Unfortunately, some of us can remember John Gage, Sun Microsystems co-founder saying this in 1984 or so. Nearly a quarter of a century later, we still haven't fully gotten there. With the rise of peer to peer technologies, many will offer we won't need to go there. Oddly enough, and for all sorts of reasons, network-centric computing is starting to look a lot like the older client-server model many thought we were morphing beyond.

Users don't care about that, of course. What they care about is how their lives change for the better. And there now is no question but that this new age of "computing architecture" is changing things. We would argue it is for the better, though the outcome is open.

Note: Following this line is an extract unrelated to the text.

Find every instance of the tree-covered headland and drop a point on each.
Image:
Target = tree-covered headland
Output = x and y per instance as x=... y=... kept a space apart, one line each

We used to talk about "the network as the computer." Today, we talk about Web 2.0, which uses the networked computing platform and adds social elements (Dion Hinchcliffe produced the graphic). In some ways, "the network as the computer" will change at least some of the methods we employ to discover and retrieve video, audio and other content.

In the enterprise space, it might simply mean the ability to access centralized databases with a Web browser as the front end. At least at first. Later, more collaborative modes will develop, where end users collectively create value and knowledge of usefulness for enterprises. The analogy is Amazon and eBay, where much of the value of the service is created by users.

Still, there are clear portents. There's salesforce.com, Google Docs & Spreadsheets and Amazon's Elastic Compute Cloud, all of which deliver computing resources and applications on a hosted basis.

What changes here is much more than the way we use computational resources. Networked computing changes what we can do with computational resources. And those new ways are going to serioiusly shake business models across media and communications.